2) Il peut aussi arriver qu'un membre - ou plusieurs - soient faussement accusés, jugés de façon inéquitable et chassés de l'église par un - ou des - « Diotrèphe» (III Jean 9-10), dominateurs et manipulateurs, outrepassant leurs droits et ceux d'une église qui, par faiblesse, ignorance, immaturité ou lâcheté, s'est faite complice d'injustices en ne réagissant pas sainement. Une telle église doit se repentir, reprendre les responsables de telles actions, voire même les suspendre de leurs fonctions, et réparer le mal commis en réhabilitant celui, celle ou ceux qu'on a traités si arbitrairement. A défaut, tous les membres ayant pris conscience de la gravité de la situation pourraient être amenés à quitter une église qui refuse de se conformer aux principes et aux procédés bibliques de justice, de vérité et d'amour fraternel.

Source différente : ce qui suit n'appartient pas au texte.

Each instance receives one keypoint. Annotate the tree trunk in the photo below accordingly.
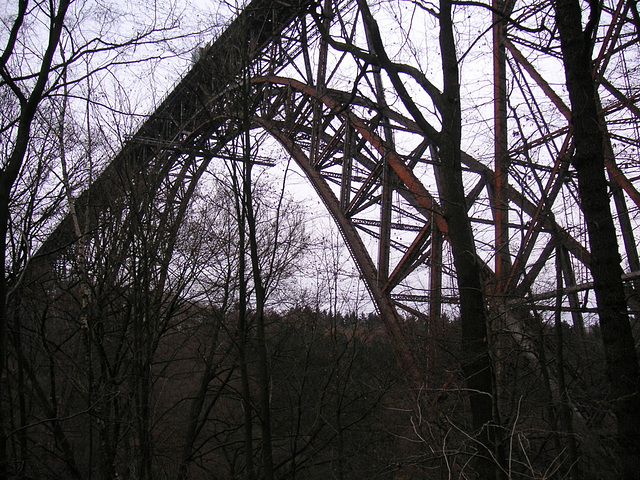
(588, 160)
(473, 316)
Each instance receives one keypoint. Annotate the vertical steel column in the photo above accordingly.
(320, 84)
(500, 200)
(386, 176)
(347, 165)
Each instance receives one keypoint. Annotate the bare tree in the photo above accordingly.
(588, 159)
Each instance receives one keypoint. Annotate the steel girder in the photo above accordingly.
(318, 90)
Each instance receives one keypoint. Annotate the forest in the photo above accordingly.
(344, 239)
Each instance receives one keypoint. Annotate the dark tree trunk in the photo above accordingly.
(588, 160)
(473, 315)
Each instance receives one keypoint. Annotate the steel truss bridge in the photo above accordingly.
(307, 74)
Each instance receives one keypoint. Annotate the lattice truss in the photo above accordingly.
(309, 77)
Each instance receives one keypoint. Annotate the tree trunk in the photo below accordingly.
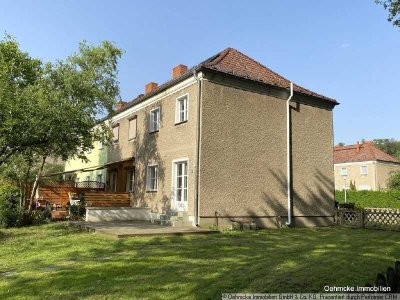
(35, 184)
(25, 185)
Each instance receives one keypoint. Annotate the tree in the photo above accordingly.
(390, 146)
(393, 7)
(52, 109)
(393, 183)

3) Lorsqu'une église ou un groupement d'églises se laisse pénétrer et emporter par une quelconque hérésie mettant en doute ce que dit l'Ecriture ou se prête aux collaborations oecuméniques avec des mouvements religieux apostats ou même étrangers à la foi chrétienne, les croyants attachés aux Ecritures devraient en sortir, s'ils constatent que la dégradation se poursuit et qu'il n'est pas tenu compte des mises en garde des Ecritures qui disent : « Ne prenez point part aux oeuvres infructueuses des ténèbres, mais dénoncez-les » (Eph. 5 : 1 1). C'est ainsi que sont nés les mouvements de réforme et de réveil, que des hommes de Dieu ont dû quitter leurs églises et que des églises sont sorties de leurs unions ou associations pour ne pas se rendre complices des hérésies qu'ils y ont vainement combattues.
Dernière recommandation
Il convient toutefois d'être prudent, patient et d'agir toujours avec amour et fermeté, selon sa conscience éclairée par la Parole de Dieu. Il ne faudrait pas quitter une église pour rejoindre une autre également compromise, ni chercher une église parfaite inexistante ! La volonté du Seigneur étant toutefois que les rachetés se regroupent en assemblées locales, ceux qui se trouvent ainsi placés « hors du camp » devraient autant que possible se rechercher et se rassembler pour réaliser la communion fraternelle en tant que membres du Corps de Christ, afin d'éviter de vivre dispersés dans l'isolement. A la limite, et dans l'impossibilité de se retrouver plus nombreux, deux ou trois assemblées au nom du Seigneur, peuvent, aussi compter sur sa divine présence. (Mat. 18 : 20). Il y va du développement spirituel du chrétien et du témoignage commun à rendre au monde. Car il ne s'agit pas de se replier sur soi-même pour s'enfermer dans un ghetto, mais de sortir de la confusion religieuse pour être en mesure d'agir de façon plus cohérente et plus efficace, en plus grande conformité avec la Parole de Dieu et en communion avec ceux qui partagent la même vision et qui ont adopté la même position. Ce n'est qu'ainsi que l'on pourra compter sur la bénédiction du Seigneur.